Deutschland ist gerade dabei, neue Online-Glücksspielplattformen zu genehmigen, nachdem es Anfang des Jahres neue Glücksspielregelungen eingeführt hat. Der rechtliche Status von Online-Glücksspielen in Deutschland war schon immer eine Art Grauzone, weshalb neue Regelungen für Online-Glücksspiele festgelegt wurden. Zurzeit ist es für einen deutschen Betreiber illegal, eine Online-Glücksspielseite zu betreiben. Das Platzieren von Wetten im Internet ist jedoch etwas weniger klar. Sicher ist, dass Deutsche völlig legal in einem ausländischen Online-Casino wetten und spielen können, da Unternehmen mit Sitz außerhalb Deutschlands nicht an deutsches Recht gebunden sind.

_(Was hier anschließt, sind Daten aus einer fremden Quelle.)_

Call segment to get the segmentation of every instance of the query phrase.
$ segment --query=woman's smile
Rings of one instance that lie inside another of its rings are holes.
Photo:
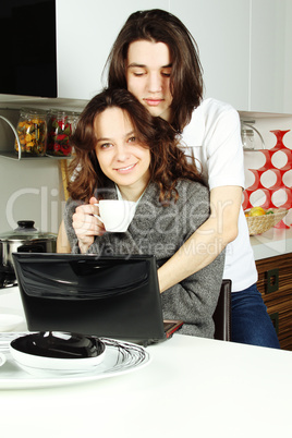
[[[127,173],[131,172],[131,170],[133,170],[136,167],[136,165],[137,163],[135,162],[134,165],[126,166],[125,168],[117,168],[114,170],[117,170],[117,172],[119,173]]]
[[[130,200],[138,199],[150,179],[150,150],[141,145],[127,113],[120,108],[107,108],[94,126],[101,171]]]

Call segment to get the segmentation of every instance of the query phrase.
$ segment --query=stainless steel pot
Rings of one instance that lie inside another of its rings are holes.
[[[0,234],[0,287],[15,282],[12,253],[56,253],[57,235],[40,232],[34,224],[20,220],[14,231]]]

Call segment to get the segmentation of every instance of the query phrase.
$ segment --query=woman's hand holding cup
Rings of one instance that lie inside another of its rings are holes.
[[[98,207],[95,204],[97,204],[97,199],[92,197],[89,204],[84,204],[76,208],[72,218],[72,224],[83,254],[94,243],[96,235],[102,235],[106,232],[104,223],[96,217]]]

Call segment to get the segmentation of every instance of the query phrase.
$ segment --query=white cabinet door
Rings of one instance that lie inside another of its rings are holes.
[[[170,11],[182,20],[198,45],[205,96],[247,110],[250,2],[170,0]]]
[[[291,59],[291,39],[285,33],[291,27],[288,3],[291,0],[252,0],[251,111],[289,110],[284,109],[285,93],[292,87],[292,70],[287,63]]]
[[[58,97],[90,99],[127,16],[144,9],[168,9],[168,0],[57,0]]]

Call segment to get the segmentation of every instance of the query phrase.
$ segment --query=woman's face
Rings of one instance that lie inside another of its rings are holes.
[[[108,108],[98,114],[94,127],[100,169],[122,193],[131,191],[132,200],[136,200],[150,178],[150,150],[137,142],[131,120],[120,108]]]
[[[131,42],[126,59],[126,83],[131,92],[150,112],[171,121],[171,59],[165,42]]]

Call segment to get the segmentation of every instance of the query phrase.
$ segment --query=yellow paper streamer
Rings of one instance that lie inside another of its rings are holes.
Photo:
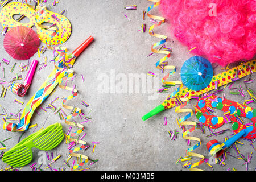
[[[189,117],[191,117],[193,115],[193,111],[191,109],[182,109],[184,106],[187,105],[187,102],[185,102],[184,105],[180,105],[177,106],[176,108],[175,108],[175,112],[176,113],[189,113],[185,117],[181,118],[180,119],[177,119],[177,121],[178,123],[179,127],[180,127],[180,126],[183,125],[183,126],[185,126],[185,125],[191,125],[193,126],[193,127],[188,130],[183,132],[182,134],[182,136],[184,139],[188,139],[190,140],[194,140],[198,142],[198,143],[193,146],[192,147],[188,148],[186,150],[186,154],[189,156],[195,156],[197,158],[199,158],[201,159],[193,164],[191,164],[188,166],[188,168],[191,171],[201,171],[201,169],[199,168],[195,168],[196,166],[198,166],[204,163],[204,156],[199,154],[195,153],[195,152],[191,152],[192,151],[195,150],[196,148],[198,148],[201,145],[201,140],[199,138],[195,137],[195,136],[188,136],[189,134],[191,134],[193,131],[194,131],[196,129],[196,122],[193,121],[187,121],[187,119],[188,119]]]

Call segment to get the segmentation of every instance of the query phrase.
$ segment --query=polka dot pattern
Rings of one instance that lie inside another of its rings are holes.
[[[26,3],[22,5],[19,2],[8,3],[0,12],[0,23],[3,27],[8,27],[7,31],[19,26],[30,28],[35,26],[40,40],[48,46],[61,44],[67,41],[71,34],[69,20],[64,15],[48,11],[46,7],[40,11],[39,10],[34,10]],[[38,11],[39,13],[35,14]],[[16,14],[24,14],[30,19],[30,22],[23,23],[16,21],[13,18]],[[55,25],[49,28],[49,26],[42,25],[43,23]]]
[[[217,96],[213,95],[212,100],[216,100]],[[242,130],[246,129],[246,133],[243,137],[247,139],[256,138],[256,109],[249,106],[245,106],[241,104],[227,100],[221,97],[217,98],[217,102],[209,100],[205,100],[200,99],[197,103],[195,110],[196,116],[199,122],[206,126],[212,128],[218,128],[225,122],[232,123],[232,129],[235,134],[240,132]],[[240,105],[242,106],[241,108]],[[212,107],[220,109],[224,113],[223,117],[216,117],[210,113],[207,109],[207,107]],[[241,117],[246,117],[252,122],[247,123],[242,121]],[[228,119],[229,118],[230,120]]]

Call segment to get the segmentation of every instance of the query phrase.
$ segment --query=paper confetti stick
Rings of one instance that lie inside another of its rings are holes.
[[[69,55],[66,54],[68,51],[65,48],[60,47],[59,48],[62,52],[60,52],[59,55],[56,57],[59,59],[60,56],[61,57],[63,55],[67,56],[67,60],[70,59],[69,64],[72,66],[76,60],[76,58],[79,56],[93,39],[92,36],[90,36],[77,49],[73,51],[72,53]],[[51,47],[49,48],[52,48]],[[46,98],[52,93],[52,91],[53,91],[55,88],[63,82],[63,77],[66,77],[71,72],[71,73],[73,73],[72,71],[66,71],[64,68],[65,63],[63,61],[58,63],[58,60],[59,59],[57,59],[55,61],[55,68],[38,91],[36,91],[27,103],[22,114],[20,123],[17,125],[14,123],[5,122],[3,126],[4,129],[10,131],[23,131],[26,130],[29,127],[30,119],[36,109],[42,104]],[[49,81],[52,80],[53,78],[56,78],[55,81],[49,82]],[[76,93],[74,94],[76,94]]]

Was sind die neuen Regelungen?

Anfang 2020 trafen sich die Staats- und Regierungschefs in Deutschland und beschlossen eine Glücksspielverordnung, die sowohl Online-Casinos als auch Online-Poker legalisiert. Die neuen Gesetze treten ab dem 1. Juli 2021 in Kraft. Bei dem Treffen in Berlin wurde auch der Standort der neuen deutschen Regulierungsbehörde festgelegt. Der Glücksspielneuregulierungsstaatsvertrag regelt Online-Glücksspielaktivitäten wie Wetten in internetbasierten Casinos. Allerdings muss er von jedem Landesparlament des Landes ratifiziert und von der Europäischen Kommission genehmigt werden. Der neue regulatorische Rahmen des Glücksspielneuregulierungsstaatsvertrags beinhaltet strenge Maßnahmen in Bezug auf Elemente wie Spielerschutzrichtlinien und Maßnahmen zur Bekämpfung der Spielsucht. Unter dem neuen Rahmenwerk können Online-Casinobetreiber Poker, Slot-Spiele und Sportwetten anbieten. Es wird jedoch Limits für Spin-Einsätze geben, und Online-Tischspiele wie Roulette und Blackjack werden während der Übergangszeit nicht erlaubt sein. Sollten Online-Glücksspielplattformen gegen die Vorschriften verstoßen, wird dies zum Lizenzentzug und einer möglichen schwarzen Liste führen. Obwohl Online-Sportwetten nach den neuen Regelungen legal sind, gibt es immer noch Einschränkungen. Zum Beispiel sind Live-Sportwetten auf Märkte auf den nächsten Torschützen oder das Endergebnis beschränkt, obwohl diese Politik von offiziellen Stellen wie dem Deutschen Sportwettenverband kritisiert wurde.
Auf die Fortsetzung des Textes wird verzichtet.